My name is Mercy Une Arogundade and I am a wife and mother of four children. I am also a teacher, bead artist, environmentalist and aspiring writer.
Teaching has always been my passion. I enjoy challenging the thinking and orientation of my learners, thereby developing their critical thinking skills. And this is my C-section story.
It’s a taboo for your tears to drop on the baby”, my mother-in-law screamed.
“But mama, these are tears of joy” I responded,“tears are tears”, she replied
I was holding my son in my arms for the first time and was overwhelmed with emotions. You see, this was after a 26-hour labour with no dilation.
Prior to this time, the doctor had told me during my first vaginal examination that my pelvic seemed narrow and that it might entail my having a C-section. I rejected it immediately. No one in my family had ever had a C-section. In fact, my elder sister had 11 kids all via vaginal birth.
Growing up, I had heard that women who gave birth through C-section were being punished for being wayward, and that even in cases where a woman gave birth via C-section, it was hidden because it was a shameful thing. So you can understand my orientation.
After 40-weeks with no sign of labour, I was induced but my cervix didn’t go beyond 2cm. I was in pains screaming and still insisting on “no tearing, no cutting, I must deliver like Hebrew woman “.
My husband and parents were begging me to have the procedure but I wanted to ‘faith it’. Yes o! I was that stubborn.
But after 26-hours the pain became unbearable and my baby’s heartbeat was dropping. No one told me before I quickly agreed to having a C-section, I did not want my baby to die. Thus began my C-section journey. I now have 4 kids all through C-section.

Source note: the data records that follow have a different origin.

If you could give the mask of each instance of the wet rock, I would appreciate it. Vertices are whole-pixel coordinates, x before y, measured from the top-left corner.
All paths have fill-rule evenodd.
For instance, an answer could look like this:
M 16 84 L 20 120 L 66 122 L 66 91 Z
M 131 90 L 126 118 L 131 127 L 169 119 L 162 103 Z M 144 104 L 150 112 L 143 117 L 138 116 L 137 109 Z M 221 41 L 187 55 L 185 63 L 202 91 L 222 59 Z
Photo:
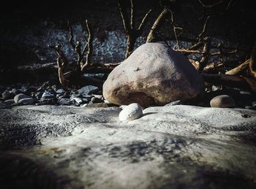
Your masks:
M 18 104 L 23 105 L 33 105 L 34 104 L 35 101 L 33 98 L 26 98 L 22 99 L 18 101 Z
M 18 95 L 18 94 L 22 93 L 22 91 L 18 90 L 18 89 L 17 89 L 17 88 L 12 88 L 12 92 L 15 95 Z
M 119 113 L 119 120 L 133 120 L 140 118 L 143 115 L 143 110 L 140 104 L 132 103 L 123 109 Z
M 80 105 L 83 103 L 83 100 L 81 98 L 72 98 L 71 99 L 70 101 L 73 104 L 76 104 L 76 105 Z
M 14 101 L 15 101 L 15 103 L 18 103 L 18 101 L 23 99 L 27 99 L 29 96 L 26 96 L 26 94 L 23 93 L 20 93 L 20 94 L 18 94 L 14 97 Z
M 42 97 L 41 99 L 52 99 L 54 97 L 54 95 L 49 93 L 49 92 L 45 92 L 43 93 L 43 94 L 42 95 Z
M 91 98 L 91 101 L 92 103 L 101 103 L 101 102 L 103 102 L 104 100 L 102 100 L 102 99 L 98 99 L 98 98 L 96 98 L 94 96 Z
M 6 100 L 6 101 L 4 101 L 4 102 L 8 104 L 15 104 L 15 101 L 14 101 L 14 99 Z
M 108 104 L 105 103 L 95 103 L 95 104 L 86 104 L 84 107 L 108 107 Z
M 1 96 L 3 98 L 3 100 L 5 101 L 12 99 L 15 95 L 12 92 L 5 91 L 1 94 Z
M 23 93 L 27 95 L 27 96 L 31 96 L 31 94 L 32 93 L 34 93 L 37 91 L 37 88 L 34 88 L 34 87 L 29 87 L 26 89 L 25 89 L 23 91 Z
M 59 88 L 56 91 L 56 93 L 57 94 L 64 94 L 65 93 L 65 90 L 64 90 L 62 88 Z
M 236 107 L 236 103 L 231 96 L 220 95 L 212 99 L 210 105 L 211 107 L 233 108 Z
M 103 85 L 105 99 L 120 105 L 165 105 L 193 99 L 203 91 L 203 78 L 188 59 L 163 43 L 137 48 Z

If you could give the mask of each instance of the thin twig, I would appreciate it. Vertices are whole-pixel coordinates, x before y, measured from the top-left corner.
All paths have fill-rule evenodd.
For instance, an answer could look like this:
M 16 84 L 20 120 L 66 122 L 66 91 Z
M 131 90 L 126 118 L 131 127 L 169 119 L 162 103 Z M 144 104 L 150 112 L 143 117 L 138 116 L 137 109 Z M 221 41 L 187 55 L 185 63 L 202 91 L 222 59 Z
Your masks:
M 145 16 L 142 19 L 142 21 L 139 26 L 139 28 L 138 28 L 139 31 L 141 31 L 143 26 L 145 26 L 146 20 L 147 20 L 150 12 L 151 12 L 152 9 L 149 9 L 147 13 L 146 13 Z
M 131 29 L 133 29 L 135 28 L 135 17 L 134 17 L 134 4 L 133 4 L 133 0 L 130 0 L 131 4 L 131 22 L 130 22 L 130 27 Z
M 206 26 L 207 26 L 207 24 L 208 24 L 208 21 L 209 20 L 209 18 L 211 18 L 210 15 L 208 15 L 206 19 L 206 21 L 203 24 L 203 30 L 201 31 L 201 33 L 198 35 L 198 38 L 199 39 L 201 39 L 202 36 L 204 34 L 204 33 L 206 32 Z

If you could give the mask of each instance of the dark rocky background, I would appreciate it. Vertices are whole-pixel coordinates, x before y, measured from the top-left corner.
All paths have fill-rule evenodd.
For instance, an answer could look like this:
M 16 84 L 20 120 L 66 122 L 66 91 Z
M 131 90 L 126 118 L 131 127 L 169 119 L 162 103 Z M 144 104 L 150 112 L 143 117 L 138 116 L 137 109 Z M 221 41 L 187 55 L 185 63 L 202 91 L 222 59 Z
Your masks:
M 214 1 L 206 1 L 206 3 Z M 212 45 L 222 43 L 227 48 L 237 49 L 235 61 L 238 63 L 245 60 L 256 39 L 254 28 L 256 12 L 251 1 L 231 1 L 231 6 L 227 10 L 228 2 L 224 1 L 214 8 L 203 9 L 197 0 L 176 1 L 172 7 L 174 21 L 185 31 L 179 37 L 182 42 L 181 47 L 186 47 L 195 41 L 204 23 L 200 18 L 211 14 L 206 35 L 214 39 Z M 138 25 L 145 13 L 152 9 L 143 36 L 138 39 L 138 47 L 145 42 L 150 27 L 162 8 L 157 0 L 135 1 L 135 4 Z M 26 81 L 25 76 L 17 74 L 18 66 L 54 62 L 56 55 L 48 47 L 48 45 L 61 42 L 69 60 L 75 60 L 75 52 L 68 42 L 67 20 L 74 29 L 75 39 L 82 42 L 86 35 L 85 20 L 88 19 L 92 25 L 93 62 L 114 63 L 124 58 L 126 35 L 116 0 L 10 1 L 1 7 L 1 83 Z M 174 44 L 170 20 L 165 22 L 161 34 L 165 39 Z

During each delivery, I am always awed by God’s love and filled with gratitude for all the doctors, nurses and other medical personnel God uses to deliver my bundles of awesomeness.
But for C-section, women like me who have a narrow/small pelvis won’t become mothers. Having a C-section is not a punishment, but a blessing. And I am proud to announce to whoever cares to listen that I am a C section mum.
Thank you.
Thanks for sharing your story..
First time hearing that there is a link between waywardness and CS… Myths are bad o.